We have a large mix of dogs with a German Shepard mix, a Labrador, a Boxer-Lab mix, and a Boston Terrier. We have to make sure they dont kill the Boston while the bigger dogs are playing so we have to have some precautions. But our dogs love us. They sit in the sofa and chairs with us. They snuggle up at night with us. They are big sweet girls. All I would compare our discipline to is that of a parent offering "proper" discipline to a child. We dont beat our dogs, we dont send mixed signals to them, they know the boundaries that we have set for them, and they follow them while maintaining their sweet dispositions.
We are avid dog lovers, and so exercise proper control. It may not be a big problem if a wiener dog is aggressive over some food or maybe when guests walk in through the door, I have 3 big dogs and one pint sized dog, so I dont want my dogs acting in any uncontrollable way that could result in someone getting bit.
Its a lack of control on your part. If you allow that kind of freedom with your dog, dont be surprised when they are impulsive and act on their own. If they look for your permission to eat anything off the ground, they acknowledge your dominance and will be more responsive to your commands. It depends on how much you want your dogs to listen to you, but I think most owners would want obedient dogs.
Nah bro, my dogs sit when I tell them to, stays when I tell them to, 1 gives kisses when told to, my other dog can also fist bump, and on top of all that they clean my floors with out me asking. They do more work than my room mate.
Well, eventually the dog will learn better. Assuming that medicine tastes like most medicine does. If consistently told not to do something, and disobedience ends up with something that tastes like chalk, the dog won't want to keep disobeying.
It's clever the first time, but reverse psychology isn't consistently effective on an animal that has been bred and domesticated specifically for obedience. The dog could have quite easily been trained to respond like this, and it's all a well rehearsed act.
Negative reinforcement can be pretty effective, but that won't get the dog to take his pills. Might stop the dog from begging for strange foods, but it takes some better training to keep a dog away from stronger smelling foods it's familiar with.

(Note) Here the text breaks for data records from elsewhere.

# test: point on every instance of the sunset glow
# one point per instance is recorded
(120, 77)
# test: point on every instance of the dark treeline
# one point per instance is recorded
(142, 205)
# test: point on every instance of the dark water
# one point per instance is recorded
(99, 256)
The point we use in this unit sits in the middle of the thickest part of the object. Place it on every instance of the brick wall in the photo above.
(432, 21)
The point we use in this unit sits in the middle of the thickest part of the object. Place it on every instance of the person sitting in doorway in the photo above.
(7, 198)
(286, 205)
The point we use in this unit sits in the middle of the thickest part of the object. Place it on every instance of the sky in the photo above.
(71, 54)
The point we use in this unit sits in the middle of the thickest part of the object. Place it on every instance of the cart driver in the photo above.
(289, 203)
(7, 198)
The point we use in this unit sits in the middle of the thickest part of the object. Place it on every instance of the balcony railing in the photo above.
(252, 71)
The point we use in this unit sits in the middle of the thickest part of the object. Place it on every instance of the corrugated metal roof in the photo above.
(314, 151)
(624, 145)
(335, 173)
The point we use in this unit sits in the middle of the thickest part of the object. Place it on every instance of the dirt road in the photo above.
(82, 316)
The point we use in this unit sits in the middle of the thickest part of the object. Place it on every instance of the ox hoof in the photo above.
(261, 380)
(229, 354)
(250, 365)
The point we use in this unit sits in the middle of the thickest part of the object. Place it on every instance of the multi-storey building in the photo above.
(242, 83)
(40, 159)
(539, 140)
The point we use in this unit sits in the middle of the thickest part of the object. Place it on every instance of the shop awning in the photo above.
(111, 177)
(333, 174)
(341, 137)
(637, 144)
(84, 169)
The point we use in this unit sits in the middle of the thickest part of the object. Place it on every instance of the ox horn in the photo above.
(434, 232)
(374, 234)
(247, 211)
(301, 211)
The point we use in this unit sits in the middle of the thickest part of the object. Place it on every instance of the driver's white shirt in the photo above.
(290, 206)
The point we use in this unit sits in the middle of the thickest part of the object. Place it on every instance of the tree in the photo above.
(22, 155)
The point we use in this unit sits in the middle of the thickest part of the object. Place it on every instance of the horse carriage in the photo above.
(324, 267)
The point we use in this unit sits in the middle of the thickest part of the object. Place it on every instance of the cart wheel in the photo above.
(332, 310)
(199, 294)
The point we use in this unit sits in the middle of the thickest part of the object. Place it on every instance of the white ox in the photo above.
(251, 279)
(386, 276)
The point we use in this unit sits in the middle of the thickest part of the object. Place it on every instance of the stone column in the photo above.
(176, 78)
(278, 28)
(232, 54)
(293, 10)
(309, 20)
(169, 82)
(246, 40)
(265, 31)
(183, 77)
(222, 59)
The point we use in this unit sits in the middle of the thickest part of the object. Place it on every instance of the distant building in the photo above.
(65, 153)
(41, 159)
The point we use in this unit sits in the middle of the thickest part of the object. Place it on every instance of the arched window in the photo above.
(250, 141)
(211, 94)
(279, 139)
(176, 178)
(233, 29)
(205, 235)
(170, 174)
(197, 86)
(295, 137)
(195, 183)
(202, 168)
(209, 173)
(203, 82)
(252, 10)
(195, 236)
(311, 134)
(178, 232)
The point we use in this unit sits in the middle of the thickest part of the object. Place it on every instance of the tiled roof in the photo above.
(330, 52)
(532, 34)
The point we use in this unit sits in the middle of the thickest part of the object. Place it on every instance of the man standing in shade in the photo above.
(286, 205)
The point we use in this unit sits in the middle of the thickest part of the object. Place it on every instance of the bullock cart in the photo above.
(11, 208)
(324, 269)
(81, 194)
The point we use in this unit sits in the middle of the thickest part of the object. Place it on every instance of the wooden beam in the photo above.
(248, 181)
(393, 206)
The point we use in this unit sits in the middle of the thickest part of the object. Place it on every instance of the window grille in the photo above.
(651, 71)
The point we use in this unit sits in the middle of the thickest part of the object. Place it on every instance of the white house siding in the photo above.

Dogs are pretty situational, they don't think begging is bad to begin with, and No is something that needs to be enforced with every evocation, or it has no power. The word is remembered second (if at all), facial expression and tone is what they'll pick up first. Half-hearted and lazily saying no to a dog, with only a hint of disappointment isn't commanding. All the dog is learning here is that medicine tastes like **** , not that every single food off the ground or begged for is bad. If you consistently eat foods that the dog doesn't like, they'll still question whether or not that steak or pizza pocket they're smelling is goddamned delicious.
If the dog wasn't specifically trained to react that way, it's not unlikely they'd have spat up the pill, if they took any time to taste it rather than just swallow it.
Reverse psychology works best on people or animals that don't have a desire to please and obey. It's much more effective to teach a dog to take their medicine, because it's something that you want, rather than trying to trick them that it's something they want. Hiding medicine in other foods is just the easiest method, that kind of deception works on anything.